Now the mussels are thriving in Lake Texoma.
Lake Texoma is where the North Texas Municipal Water District gets 30 percent of its supply. Currently, the federal government won't allow the utility to pump water from Texoma in fear that it would spread the mussels to more lakes across Texas.
It's a major factor leaving 1.5 million water users in places like Plano and Richardson to cut back on water use.
"It makes it very difficult during times of extreme drought and triple-digit weather," said Denise Hickey, spokeswoman for the North Texas Municipal Water District.

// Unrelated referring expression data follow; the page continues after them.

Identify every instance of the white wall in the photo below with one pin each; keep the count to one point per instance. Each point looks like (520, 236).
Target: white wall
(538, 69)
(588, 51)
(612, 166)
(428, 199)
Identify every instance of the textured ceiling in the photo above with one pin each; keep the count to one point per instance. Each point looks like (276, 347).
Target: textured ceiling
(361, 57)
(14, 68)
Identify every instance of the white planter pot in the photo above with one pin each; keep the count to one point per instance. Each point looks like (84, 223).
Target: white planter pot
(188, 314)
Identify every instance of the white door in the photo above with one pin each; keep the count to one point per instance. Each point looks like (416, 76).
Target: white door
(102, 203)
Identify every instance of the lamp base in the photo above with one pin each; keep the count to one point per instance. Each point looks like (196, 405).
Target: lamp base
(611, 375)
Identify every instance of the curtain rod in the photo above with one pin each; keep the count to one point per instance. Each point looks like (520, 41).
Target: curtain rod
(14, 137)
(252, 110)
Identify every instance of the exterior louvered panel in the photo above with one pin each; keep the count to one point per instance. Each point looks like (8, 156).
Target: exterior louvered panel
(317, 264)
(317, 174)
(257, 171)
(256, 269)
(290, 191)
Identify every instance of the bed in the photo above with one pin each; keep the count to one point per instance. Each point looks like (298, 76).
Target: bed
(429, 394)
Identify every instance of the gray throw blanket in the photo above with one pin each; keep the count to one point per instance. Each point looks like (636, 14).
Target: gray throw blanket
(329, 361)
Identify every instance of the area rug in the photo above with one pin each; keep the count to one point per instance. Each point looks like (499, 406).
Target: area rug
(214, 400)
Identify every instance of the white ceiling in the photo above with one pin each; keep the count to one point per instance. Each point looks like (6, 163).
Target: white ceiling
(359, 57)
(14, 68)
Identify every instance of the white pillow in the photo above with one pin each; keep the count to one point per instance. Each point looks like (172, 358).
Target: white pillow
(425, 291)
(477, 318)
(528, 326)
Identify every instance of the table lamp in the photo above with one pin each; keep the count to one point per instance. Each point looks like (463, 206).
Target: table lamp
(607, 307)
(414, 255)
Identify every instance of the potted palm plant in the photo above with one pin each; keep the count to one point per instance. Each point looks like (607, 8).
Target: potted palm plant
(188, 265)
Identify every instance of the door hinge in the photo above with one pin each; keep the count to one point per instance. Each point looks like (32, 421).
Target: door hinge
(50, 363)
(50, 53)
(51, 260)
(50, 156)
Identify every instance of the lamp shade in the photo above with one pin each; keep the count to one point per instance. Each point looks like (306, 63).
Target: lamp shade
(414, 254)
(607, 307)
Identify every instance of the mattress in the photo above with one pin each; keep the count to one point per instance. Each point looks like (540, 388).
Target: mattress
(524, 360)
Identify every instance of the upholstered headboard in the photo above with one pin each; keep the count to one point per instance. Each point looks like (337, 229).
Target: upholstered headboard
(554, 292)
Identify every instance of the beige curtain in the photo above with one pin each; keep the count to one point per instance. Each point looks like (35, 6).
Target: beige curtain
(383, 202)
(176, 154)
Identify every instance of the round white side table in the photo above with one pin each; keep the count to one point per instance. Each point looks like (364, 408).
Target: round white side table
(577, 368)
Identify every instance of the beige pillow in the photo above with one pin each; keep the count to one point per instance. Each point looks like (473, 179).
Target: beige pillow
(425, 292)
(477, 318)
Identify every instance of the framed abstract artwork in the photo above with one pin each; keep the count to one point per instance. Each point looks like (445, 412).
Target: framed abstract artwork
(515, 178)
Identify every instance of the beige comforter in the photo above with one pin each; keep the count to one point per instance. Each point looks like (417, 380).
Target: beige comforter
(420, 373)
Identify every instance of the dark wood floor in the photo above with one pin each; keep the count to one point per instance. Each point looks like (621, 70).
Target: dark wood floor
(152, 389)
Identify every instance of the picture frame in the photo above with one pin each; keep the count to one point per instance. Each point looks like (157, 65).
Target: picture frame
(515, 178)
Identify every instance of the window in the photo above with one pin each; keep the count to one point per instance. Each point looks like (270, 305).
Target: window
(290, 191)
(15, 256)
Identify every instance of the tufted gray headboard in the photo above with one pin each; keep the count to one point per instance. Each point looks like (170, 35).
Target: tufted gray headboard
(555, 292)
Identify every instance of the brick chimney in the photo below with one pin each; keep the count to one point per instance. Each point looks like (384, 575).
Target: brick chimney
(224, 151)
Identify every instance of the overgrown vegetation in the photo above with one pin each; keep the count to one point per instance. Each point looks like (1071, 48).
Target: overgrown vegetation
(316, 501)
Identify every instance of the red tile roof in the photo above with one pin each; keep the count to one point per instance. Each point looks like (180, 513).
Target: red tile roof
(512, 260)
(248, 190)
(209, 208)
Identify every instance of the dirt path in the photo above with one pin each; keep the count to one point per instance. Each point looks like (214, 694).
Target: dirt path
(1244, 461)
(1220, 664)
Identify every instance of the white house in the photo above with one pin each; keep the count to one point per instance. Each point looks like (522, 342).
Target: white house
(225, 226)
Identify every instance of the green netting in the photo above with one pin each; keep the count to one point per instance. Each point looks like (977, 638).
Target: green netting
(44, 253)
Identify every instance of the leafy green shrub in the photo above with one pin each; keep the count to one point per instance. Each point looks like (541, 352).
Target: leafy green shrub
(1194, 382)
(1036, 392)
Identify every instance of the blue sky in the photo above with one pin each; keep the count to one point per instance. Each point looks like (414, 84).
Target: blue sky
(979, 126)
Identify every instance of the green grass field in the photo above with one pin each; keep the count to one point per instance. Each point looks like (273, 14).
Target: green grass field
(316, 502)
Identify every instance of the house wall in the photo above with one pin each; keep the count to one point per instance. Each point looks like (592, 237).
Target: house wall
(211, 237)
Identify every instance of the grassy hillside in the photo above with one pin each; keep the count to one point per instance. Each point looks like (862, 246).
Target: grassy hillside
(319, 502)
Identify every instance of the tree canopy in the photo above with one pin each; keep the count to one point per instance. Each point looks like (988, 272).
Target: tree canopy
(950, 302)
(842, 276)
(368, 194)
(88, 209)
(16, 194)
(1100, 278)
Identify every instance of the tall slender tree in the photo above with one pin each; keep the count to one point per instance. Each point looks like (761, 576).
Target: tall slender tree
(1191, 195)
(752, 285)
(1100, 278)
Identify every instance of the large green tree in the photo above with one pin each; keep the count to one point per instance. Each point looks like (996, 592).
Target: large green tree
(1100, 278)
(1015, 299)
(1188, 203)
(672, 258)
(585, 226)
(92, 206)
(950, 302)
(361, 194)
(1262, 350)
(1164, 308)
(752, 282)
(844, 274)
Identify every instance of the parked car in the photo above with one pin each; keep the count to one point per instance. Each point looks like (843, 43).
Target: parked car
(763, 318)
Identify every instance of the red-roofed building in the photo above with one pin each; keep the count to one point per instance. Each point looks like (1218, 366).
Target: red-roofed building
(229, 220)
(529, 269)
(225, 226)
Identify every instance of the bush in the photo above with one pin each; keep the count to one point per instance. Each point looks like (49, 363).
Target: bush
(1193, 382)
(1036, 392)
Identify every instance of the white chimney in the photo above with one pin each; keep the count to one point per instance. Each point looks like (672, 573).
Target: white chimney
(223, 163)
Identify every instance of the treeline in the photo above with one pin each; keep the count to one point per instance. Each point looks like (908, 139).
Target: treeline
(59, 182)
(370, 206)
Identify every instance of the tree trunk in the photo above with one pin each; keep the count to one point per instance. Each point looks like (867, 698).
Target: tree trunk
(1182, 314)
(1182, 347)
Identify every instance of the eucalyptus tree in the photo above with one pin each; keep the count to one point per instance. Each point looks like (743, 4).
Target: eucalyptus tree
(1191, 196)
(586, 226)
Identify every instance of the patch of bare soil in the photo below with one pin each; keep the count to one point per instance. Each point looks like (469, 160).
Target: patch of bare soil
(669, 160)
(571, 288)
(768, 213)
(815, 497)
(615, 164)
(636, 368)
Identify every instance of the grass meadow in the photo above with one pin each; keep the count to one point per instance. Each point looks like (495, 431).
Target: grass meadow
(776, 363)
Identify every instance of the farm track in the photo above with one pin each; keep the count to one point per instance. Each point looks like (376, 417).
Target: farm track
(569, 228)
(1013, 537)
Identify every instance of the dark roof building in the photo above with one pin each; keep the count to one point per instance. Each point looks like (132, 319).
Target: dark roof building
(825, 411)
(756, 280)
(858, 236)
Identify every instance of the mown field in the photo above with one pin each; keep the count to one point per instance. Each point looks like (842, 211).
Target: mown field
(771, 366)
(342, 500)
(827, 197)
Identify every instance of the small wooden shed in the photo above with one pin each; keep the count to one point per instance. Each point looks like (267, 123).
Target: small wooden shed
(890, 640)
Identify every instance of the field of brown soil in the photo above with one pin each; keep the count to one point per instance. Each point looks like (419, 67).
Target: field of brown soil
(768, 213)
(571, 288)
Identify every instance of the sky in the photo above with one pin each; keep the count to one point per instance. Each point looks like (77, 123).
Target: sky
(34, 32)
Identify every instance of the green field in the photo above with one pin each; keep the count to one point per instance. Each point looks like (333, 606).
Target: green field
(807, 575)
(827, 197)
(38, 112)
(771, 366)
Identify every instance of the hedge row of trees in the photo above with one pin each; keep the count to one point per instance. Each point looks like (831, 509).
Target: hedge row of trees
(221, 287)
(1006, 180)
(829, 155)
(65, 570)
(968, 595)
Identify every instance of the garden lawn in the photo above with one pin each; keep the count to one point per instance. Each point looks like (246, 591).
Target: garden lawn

The water utility said it can safely pump water out of Texoma when the water temperature falls below 54 degrees. They say zebra mussels don't lay eggs when the water is that cold. The process is called 'seasonal pumping.'
"The wheels are in motion and we will be ready to begin pumping in late December when the water temperatures allow us to begin," Hickey said.
Not so fast, said the U.S. Army Corps of Engineers, which has the final say on controlling the spread of zebra mussels.
"It is not a given that they will be able to start pumping when the water temperature reaches 54 degrees this winter," said Andy Commer, a spokesman for the Corps.
While it supports the science behind the idea, the Corps is still seeking public input from people like Cliff Moore
"Incredible, false, misleading, deceptive, bad plan," said Moore.
Moore is a naturalist and he said experts were wrong when they said zebra mussels could not live in the warm waters of Texas, and they might be wrong again.
"There is no safe window for seasonal pumping of the water," Moore said. "If they pump, they will contaminate all of the Trinity watershed."
The water utility and the Corps of Engineers believe it can be done safely.
"We would have pretty high confidence that there wouldn't have any live zebra mussel larvae in the water that would be pumped," Commer said.
Moore wonders if "pretty high confidence" if high enough, considering how quickly zebra mussels will spread across Texas if the science is wrong.